On 24 October 2013, West Virginia departed Norfolk Naval Shipyard after a thirty-month refuel and overhaul. On 3 November 2013 she returned to her homeport of Kings Bay, Georgia.

On 25 October 2022, West Virginia became the first SSBN to dock at remote British territory island of Diego Garcia .
==Community Support==
West Virginias Blue and Gold crew members regularly return to the state of West Virginia to participate in parades, community service projects and initiatives. West Virginia's commissioning crew established a relationship with the West Virginia Children's Home (WVCH) in 1990. WVCH Director Carson Markley, who attended the ship's commissioning, appreciates the special bond between the ship and the WVCH.

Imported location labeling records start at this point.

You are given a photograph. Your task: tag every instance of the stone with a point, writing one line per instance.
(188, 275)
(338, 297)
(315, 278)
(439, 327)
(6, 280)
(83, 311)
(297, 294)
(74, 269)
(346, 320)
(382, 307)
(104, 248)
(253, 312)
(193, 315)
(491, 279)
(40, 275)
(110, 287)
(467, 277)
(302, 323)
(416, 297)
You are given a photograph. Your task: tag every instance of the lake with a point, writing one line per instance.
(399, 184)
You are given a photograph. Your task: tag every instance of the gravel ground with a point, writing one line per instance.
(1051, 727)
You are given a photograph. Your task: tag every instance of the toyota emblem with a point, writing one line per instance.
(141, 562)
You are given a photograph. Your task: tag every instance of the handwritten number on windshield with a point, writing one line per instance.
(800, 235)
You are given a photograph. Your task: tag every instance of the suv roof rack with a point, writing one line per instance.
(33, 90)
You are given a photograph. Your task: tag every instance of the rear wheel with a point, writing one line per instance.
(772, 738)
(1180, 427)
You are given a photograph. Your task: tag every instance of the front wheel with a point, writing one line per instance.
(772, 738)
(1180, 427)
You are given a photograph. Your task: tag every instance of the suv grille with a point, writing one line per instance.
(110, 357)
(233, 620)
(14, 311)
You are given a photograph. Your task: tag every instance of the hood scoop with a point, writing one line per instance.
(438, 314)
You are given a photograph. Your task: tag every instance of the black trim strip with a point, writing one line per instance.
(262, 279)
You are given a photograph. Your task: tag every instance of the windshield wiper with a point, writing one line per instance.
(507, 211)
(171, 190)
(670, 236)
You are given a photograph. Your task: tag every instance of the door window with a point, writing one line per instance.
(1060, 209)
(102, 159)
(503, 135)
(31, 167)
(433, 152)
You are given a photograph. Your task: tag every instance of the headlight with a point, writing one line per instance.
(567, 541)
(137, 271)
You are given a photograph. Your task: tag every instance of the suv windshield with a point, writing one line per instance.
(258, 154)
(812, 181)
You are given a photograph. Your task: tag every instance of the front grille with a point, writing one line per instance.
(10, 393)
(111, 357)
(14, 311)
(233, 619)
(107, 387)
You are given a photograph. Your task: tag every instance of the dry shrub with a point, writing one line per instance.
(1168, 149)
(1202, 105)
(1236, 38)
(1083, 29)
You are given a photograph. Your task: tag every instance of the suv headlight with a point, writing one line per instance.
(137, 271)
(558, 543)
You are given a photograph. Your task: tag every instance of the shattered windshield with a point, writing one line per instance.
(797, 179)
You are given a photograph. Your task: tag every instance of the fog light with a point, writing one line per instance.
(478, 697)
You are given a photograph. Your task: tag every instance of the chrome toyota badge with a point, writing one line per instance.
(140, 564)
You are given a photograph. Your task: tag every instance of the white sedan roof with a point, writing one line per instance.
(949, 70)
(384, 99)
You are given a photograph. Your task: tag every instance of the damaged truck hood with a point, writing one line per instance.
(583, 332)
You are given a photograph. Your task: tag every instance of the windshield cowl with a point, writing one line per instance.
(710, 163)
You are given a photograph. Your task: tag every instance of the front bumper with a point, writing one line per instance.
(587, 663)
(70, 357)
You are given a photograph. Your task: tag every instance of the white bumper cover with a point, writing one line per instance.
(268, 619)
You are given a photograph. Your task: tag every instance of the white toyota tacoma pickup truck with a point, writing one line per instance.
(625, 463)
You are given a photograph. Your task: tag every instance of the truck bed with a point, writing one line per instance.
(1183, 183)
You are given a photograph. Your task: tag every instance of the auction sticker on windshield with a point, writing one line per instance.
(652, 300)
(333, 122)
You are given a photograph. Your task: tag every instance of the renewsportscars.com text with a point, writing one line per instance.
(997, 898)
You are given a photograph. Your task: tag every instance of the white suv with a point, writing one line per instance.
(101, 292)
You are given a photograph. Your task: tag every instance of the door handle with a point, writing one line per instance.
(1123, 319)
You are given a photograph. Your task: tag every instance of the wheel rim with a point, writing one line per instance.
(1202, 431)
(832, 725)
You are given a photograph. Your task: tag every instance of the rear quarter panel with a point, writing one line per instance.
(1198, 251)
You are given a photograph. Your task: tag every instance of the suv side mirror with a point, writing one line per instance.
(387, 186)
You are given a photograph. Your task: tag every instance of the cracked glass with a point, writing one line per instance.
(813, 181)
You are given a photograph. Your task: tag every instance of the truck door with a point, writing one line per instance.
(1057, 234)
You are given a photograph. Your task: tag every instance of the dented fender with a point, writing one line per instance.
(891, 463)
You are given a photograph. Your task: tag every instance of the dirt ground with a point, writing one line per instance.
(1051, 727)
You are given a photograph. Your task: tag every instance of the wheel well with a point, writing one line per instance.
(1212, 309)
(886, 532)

The children at the West Virginia Children's Home have generally been neglected, abused and feel that no one cares for them. The crew of USS West Virginia almost immediately, upon arriving at the home, began to show concern and a real understanding for not just a few, but all the kids they come into contact with,
— Carson Markley.

==West Virginia in fiction==
- In Tom Clancy's 1994 novel Debt of Honor, West Virginia is one of several submarines sent to deal with a Japanese invasion of the Northern Mariana Islands. She is used as a "slow-attack" submarine, relying on her stealthiness and her torpedo tubes in combating Japanese forces.
- In one scenario of the History Channel series Doomsday, West Virginia and her crew are (briefly) the last surviving remnant of Earth after it is destroyed by a rogue planet, momentarily kept preserved in ocean water sucked off the planet as Earth is ripped apart due to gravitational tidal forces from the rogue planet's Roche limit.